Creating a zip implementation for Node.js

It has always bothered me that the Node.js standard library doesn’t provide an easy way to create ZIP files. What the standard library does have is an implementation of the Deflate algorithm, which is the compression scheme normally used in ZIP files. This means that the most complicated and performance-sensitive part of job has already been done for us, and all we need to do is add the wrapper. So I decided to write it for fun: a ZIP implementation for Node.js that uses the standard library’s Deflate implementation.

This post contains some (very unorganised) notes that document the trickier parts of this process. Even though my implementation only covers the compression side (zip, not unzip), some of these notes are applicable to the decompression side as well.

Note: In this post, Explorer refers to Windows Explorer on Windows 10, 7-Zip refers to the official 7-Zip program (not p7zip), and Info-ZIP is the project supplying the zip and unzip programs included on most Linux distributions and on MSYS2/Cygwin.

What we need

First we need the ZIP specification. That’s the easiest part because the specification is open and freely implementable by anyone. PKWARE, the creators of the ZIP format, have continually published it in a single text file named APPNOTE.TXT. What follows are a number of decisions you need to make depending on how complete you want your implementation to be.

There are two types of ZIP files: (normal) ZIP and ZIP64. The biggest difference is that a normal ZIP file uses 32-bit values for file sizes and offsets, while ZIP64 uses 64-bit values. The details of ZIP64 can be a bit weird due to it being shoehorned into an existing format that was not designed to accommodate such a change. You can opt to ignore ZIP64, but that will mean that you won’t be able to handle any individual file greater than 4 GiB—this includes any uncompressed file size, any compressed file size, or (roughly) the size of the ZIP file itself.

We don’t actually need compression! ZIP files can store uncompressed files, though obviously that would greatly limit the applicable use cases. Technically the ZIP specification supports many different compression formats, including modern ones like xz and Zstandard, but in practice you should probably stick to Deflate and maybe Deflate64 because those are the ones with widespread support (and by that I mean they are the only ones supported by Explorer). As mentioned previously, Node.js includes a Deflate implementation; this is available in the zlib module.

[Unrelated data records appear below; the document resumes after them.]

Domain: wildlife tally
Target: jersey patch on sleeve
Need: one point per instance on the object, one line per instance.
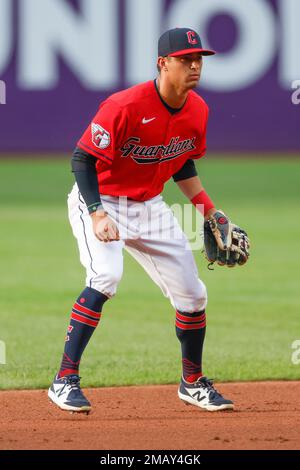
(100, 137)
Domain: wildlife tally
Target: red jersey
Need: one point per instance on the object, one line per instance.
(139, 144)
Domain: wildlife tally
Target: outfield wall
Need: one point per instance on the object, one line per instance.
(60, 58)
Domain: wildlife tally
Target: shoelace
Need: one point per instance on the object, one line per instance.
(73, 382)
(208, 384)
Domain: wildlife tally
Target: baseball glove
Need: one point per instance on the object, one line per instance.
(224, 242)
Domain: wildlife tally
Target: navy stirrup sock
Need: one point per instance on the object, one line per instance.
(190, 330)
(86, 314)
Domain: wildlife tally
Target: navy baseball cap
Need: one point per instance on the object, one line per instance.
(180, 41)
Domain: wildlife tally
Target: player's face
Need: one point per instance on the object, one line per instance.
(185, 71)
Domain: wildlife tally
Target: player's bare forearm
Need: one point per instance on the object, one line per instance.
(191, 187)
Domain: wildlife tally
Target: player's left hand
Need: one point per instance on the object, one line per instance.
(225, 242)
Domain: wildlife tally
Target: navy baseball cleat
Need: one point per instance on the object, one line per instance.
(203, 394)
(67, 394)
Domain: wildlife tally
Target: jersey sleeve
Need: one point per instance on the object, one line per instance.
(105, 132)
(202, 145)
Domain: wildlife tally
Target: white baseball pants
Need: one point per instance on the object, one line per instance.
(152, 235)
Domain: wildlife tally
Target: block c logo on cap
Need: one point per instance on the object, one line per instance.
(192, 37)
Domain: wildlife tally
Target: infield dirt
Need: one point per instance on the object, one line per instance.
(266, 416)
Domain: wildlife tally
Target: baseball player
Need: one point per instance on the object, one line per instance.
(138, 140)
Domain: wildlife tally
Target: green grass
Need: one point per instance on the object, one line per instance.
(253, 312)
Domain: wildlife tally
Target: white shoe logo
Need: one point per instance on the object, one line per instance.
(145, 121)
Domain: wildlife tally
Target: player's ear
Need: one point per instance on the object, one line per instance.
(161, 63)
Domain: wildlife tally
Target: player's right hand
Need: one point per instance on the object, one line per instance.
(104, 227)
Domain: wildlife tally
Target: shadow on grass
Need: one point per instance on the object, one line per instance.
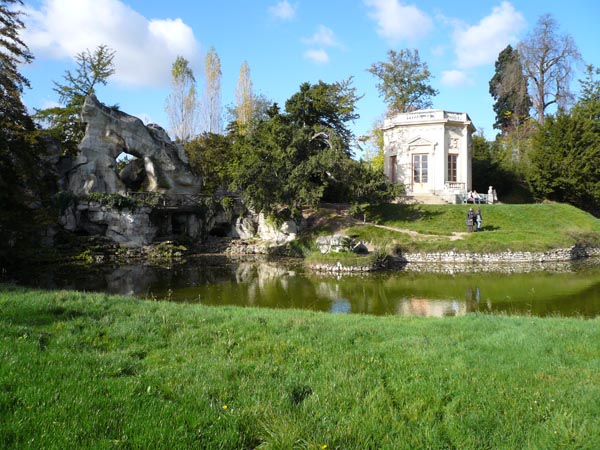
(399, 212)
(489, 228)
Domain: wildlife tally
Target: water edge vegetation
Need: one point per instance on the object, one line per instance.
(93, 370)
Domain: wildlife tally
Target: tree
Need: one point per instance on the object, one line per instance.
(212, 93)
(590, 86)
(323, 110)
(93, 69)
(210, 157)
(373, 153)
(566, 155)
(244, 96)
(24, 179)
(301, 156)
(404, 81)
(13, 114)
(182, 103)
(548, 61)
(508, 87)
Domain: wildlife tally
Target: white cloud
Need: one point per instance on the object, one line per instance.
(397, 22)
(145, 49)
(455, 78)
(324, 36)
(480, 44)
(318, 56)
(283, 10)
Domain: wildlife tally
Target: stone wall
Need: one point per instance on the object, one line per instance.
(454, 262)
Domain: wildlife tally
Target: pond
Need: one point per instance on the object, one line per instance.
(575, 291)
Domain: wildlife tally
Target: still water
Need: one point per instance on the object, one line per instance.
(260, 283)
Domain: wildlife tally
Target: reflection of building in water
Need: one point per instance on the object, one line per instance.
(432, 308)
(341, 305)
(332, 292)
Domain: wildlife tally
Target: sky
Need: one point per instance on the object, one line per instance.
(289, 42)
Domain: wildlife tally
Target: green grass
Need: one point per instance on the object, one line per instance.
(95, 371)
(535, 227)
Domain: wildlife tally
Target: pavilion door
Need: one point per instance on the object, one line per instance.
(420, 171)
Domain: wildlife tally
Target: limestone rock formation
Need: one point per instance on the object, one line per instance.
(109, 133)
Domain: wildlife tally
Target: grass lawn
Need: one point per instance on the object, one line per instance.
(533, 227)
(96, 371)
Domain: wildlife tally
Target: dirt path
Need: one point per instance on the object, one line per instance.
(456, 235)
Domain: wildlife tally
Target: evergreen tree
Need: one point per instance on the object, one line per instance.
(13, 115)
(508, 87)
(21, 169)
(63, 122)
(298, 157)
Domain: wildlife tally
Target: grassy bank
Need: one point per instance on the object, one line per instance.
(90, 370)
(536, 227)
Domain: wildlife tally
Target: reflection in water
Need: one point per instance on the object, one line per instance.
(220, 281)
(432, 308)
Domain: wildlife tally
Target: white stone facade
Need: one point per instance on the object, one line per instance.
(429, 151)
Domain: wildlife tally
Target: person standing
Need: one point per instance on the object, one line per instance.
(470, 220)
(478, 220)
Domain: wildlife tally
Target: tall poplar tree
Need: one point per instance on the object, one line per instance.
(182, 103)
(213, 121)
(404, 81)
(548, 60)
(244, 97)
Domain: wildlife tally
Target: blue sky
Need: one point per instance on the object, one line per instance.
(289, 42)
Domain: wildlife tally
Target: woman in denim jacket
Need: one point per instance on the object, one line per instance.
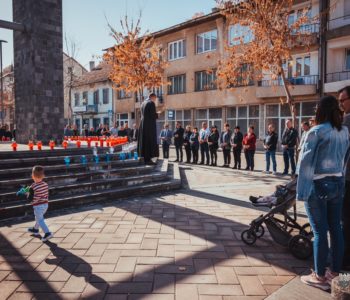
(321, 186)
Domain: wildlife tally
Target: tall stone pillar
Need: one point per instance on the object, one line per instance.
(38, 68)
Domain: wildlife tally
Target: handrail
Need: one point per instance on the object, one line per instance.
(299, 80)
(338, 76)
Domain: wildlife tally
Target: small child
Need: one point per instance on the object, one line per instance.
(194, 141)
(39, 197)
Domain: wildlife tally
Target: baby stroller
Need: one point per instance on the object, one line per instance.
(282, 230)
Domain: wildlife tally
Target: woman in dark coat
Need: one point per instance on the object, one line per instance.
(147, 142)
(213, 141)
(187, 144)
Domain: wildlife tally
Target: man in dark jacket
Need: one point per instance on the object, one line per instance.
(236, 141)
(178, 141)
(289, 141)
(344, 99)
(270, 145)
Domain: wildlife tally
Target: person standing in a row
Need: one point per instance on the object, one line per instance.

ZIP files use CRC-32 for error detection. Node.js again has our back here, as the zlib module also contains a CRC-32 implementation. If you want to write your own implementation, the code listing in RFC 1952 is very easy to follow.

File sizes (compressed and uncompressed) can be indicated either before or after each file payload. Putting them before the payload results in slightly simpler ZIP file structure. However, if your use case involves live streaming of the ZIP file, putting file sizes after each payload may be your only option.

A proper implementation might include concurrency/multithreading capability. The simplest way probably is to run the compression procedure on multiple input files at once, outputting to temporary files, and then combining them into the actual ZIP file.

High-level view

The ZIP specification is fairly good in terms of giving a general overview of the format. Refer to APPNOTE.TXT section 4.3 “General Format of a .ZIP file”.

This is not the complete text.